Release type: Transcript


Interview - Sky News Sunday Agenda


The Hon Jason Clare MP
Minister for Education

SUBJECTS: International education reforms; University protests and safety on campus; Peter Dutton’s nuclear reactors and climate change

ANDREW CLENNELL: Okay. Joining me live in the studio now is Jason Clare, the Education Minister. Good morning, thanks for joining us. 

JASON CLARE, MINISTER FOR EDUCATION: Good morning. Great to be here. 

CLENNELL: Let's start on this then. So you put legislation before the Parliament that says, "The Minister may impose total enrolment limits", and it says, "The Minister may, by legislative instrument, determine a limit on the number of overseas students that may be enrolled with a registered provider in a specified class", and that's for one or more years. 
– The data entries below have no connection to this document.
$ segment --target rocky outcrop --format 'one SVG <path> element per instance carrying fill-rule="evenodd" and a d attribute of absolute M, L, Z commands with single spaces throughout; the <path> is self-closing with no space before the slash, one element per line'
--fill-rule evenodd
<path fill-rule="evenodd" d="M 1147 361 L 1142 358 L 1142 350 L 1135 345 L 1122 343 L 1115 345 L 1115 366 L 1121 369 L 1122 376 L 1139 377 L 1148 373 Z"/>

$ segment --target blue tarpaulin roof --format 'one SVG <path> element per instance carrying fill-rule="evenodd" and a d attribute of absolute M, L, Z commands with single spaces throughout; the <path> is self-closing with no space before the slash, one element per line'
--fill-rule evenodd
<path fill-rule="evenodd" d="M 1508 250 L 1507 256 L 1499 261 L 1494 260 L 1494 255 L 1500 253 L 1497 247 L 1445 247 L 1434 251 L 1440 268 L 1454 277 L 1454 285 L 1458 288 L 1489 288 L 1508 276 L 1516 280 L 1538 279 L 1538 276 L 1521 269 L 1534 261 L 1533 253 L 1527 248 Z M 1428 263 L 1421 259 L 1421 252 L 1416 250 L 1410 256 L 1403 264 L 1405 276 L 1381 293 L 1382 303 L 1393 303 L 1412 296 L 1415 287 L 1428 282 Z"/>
So which universities are you thinking of targeting and which courses are you thinking of targeting with these international student caps? 

CLARE: Well go back a step. The boss made the point just then that international education is an asset. It makes money, creates jobs here in the country, but it also does something else. It makes sure that if someone studies here in Australia, they go back home, and if they love their experience in Australia, they take that back home with them, and in the world we live in, that's really important. 

Students are back post‑pandemic, but so are the shonks and in some circumstances the crooks that feed off international education, so this legislation's about tackling that as well. 

But students are back faster than anyone expected as well, and so this enables us to set a cap on the number of students at individual universities, but also VET providers as well, and potentially for courses. 

Just by way of a bit of background, it's a bit uneven, what's happened over the last few years. There's about 10 per cent more international students in our unis today than before the pandemic, and there's about 50 per cent more international students in our vocational institutions than before the pandemic as well. So we've seen the big jump, not in universities, but in VET. 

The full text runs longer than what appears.